CAST: Cassandre: Marie-Nicole Lemieux, Chorèbe: Stéphane Degout, Panthée: Philippe Sly, Hélénus/Hylas: Stanislas de Barbeyrac, Ascagne: Marianne Crebassa, Hécube: Agnieszka Sławińska, Priam: Bertrand Grunenwald, Énée: Michael Spyres, Hector: Jean Teitgen, Didon: Joyce DiDonato, Anna: Hanna Hipp, Iopas: Cyrille Dubois, Narbal: Nicolas Courjal, Un soldat/Un capitaine grec: Richard Rittelmann, Sentinelle I: Jérôme Varnier, Sentinelle II: Frédéric Caton
Chœur de l’Opéra national du Rhin, Badischer Staatsopernchor, Chœur philharmonique de Strasbourg
Orchestre Philharmonique de Strasbourg
John Nelson, conductor
The present live recording of Hector Berlioz’s monumental opera Les Troyens took place at the Salle Érasme in Strasbourg in April 2017. Considering that this is a live recording, the first thing to notice is that the sound engineers have performed miracles with the audio which is so rich and detailed that, if it were not for the information at the end of the booklet, it would have be virtually impossible to guess that these Troyens have been performed on stage (though in concert form).
This is not a complete version of the opera: conductor John Nelson has decided to omit the Sinon scene in the first act and opted for the shorter ending of Act V, as he informs us in the booklet notes. Nelson evidently enjoys conducting this long and complex opera and the result is that he offers a vibrant and intense rendition of it. The energy and dynamism that usually characterize a live performance are all present here and there is not a single moment when it seems that the powerful ebb and flow of music leaves space to indecision or weakness. The rich sound of the Orchestre Philharmonique de Strasbourg is wonderfully captured and can be appreciated in every nuance, while the excellent choruses (Chœur de l’Opéra national du Rhin, Badischer Staatsopernchor, Chœur Philharmonique de Strasbourg) are a pleasure for the ears with their powerful singing.
The cast is almost completely constituted by French singers with the two American exceptions of Joyce DiDonato and Michael Spyres.

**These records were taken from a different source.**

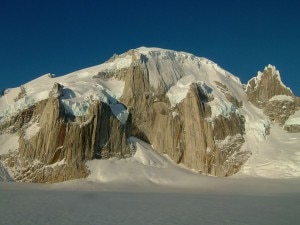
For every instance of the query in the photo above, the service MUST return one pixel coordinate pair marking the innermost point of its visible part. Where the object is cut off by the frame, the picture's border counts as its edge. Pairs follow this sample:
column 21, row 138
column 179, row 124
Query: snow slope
column 174, row 71
column 277, row 157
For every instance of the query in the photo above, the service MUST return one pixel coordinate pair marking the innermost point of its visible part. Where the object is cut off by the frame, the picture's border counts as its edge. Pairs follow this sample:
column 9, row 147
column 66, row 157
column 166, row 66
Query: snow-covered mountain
column 186, row 107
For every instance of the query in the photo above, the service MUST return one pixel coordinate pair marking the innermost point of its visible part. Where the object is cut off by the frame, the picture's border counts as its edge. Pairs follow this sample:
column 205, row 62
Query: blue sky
column 59, row 37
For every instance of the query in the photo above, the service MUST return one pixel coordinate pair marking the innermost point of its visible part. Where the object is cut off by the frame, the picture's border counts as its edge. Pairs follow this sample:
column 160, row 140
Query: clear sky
column 60, row 36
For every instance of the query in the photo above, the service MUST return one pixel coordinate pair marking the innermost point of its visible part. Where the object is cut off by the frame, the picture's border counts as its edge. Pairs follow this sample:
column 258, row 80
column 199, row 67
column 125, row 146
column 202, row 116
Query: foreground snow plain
column 149, row 189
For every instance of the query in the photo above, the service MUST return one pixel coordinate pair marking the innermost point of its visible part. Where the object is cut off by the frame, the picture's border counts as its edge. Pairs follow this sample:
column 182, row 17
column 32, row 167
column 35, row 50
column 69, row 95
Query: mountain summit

It is not exaggeration to state that Marie-Nicole Lemieux’s disconsolate Cassandre is the most impressive figure of the first acts. Lemieux gives prominence to the main features of her role from the very beginning and is able to give the idea of anxiety as from the narration of ill omens in Les Grecs ont disparu. In her role, she accentuates this mood with the personal and effectively expressive feelings of sorrow, pain and desperation that make her role so pitiful and sombre. Overall, Lemieux’s Cassandre has more than one strong points at her favour and her achievement is even more outstanding considering that she never performed this character on stage.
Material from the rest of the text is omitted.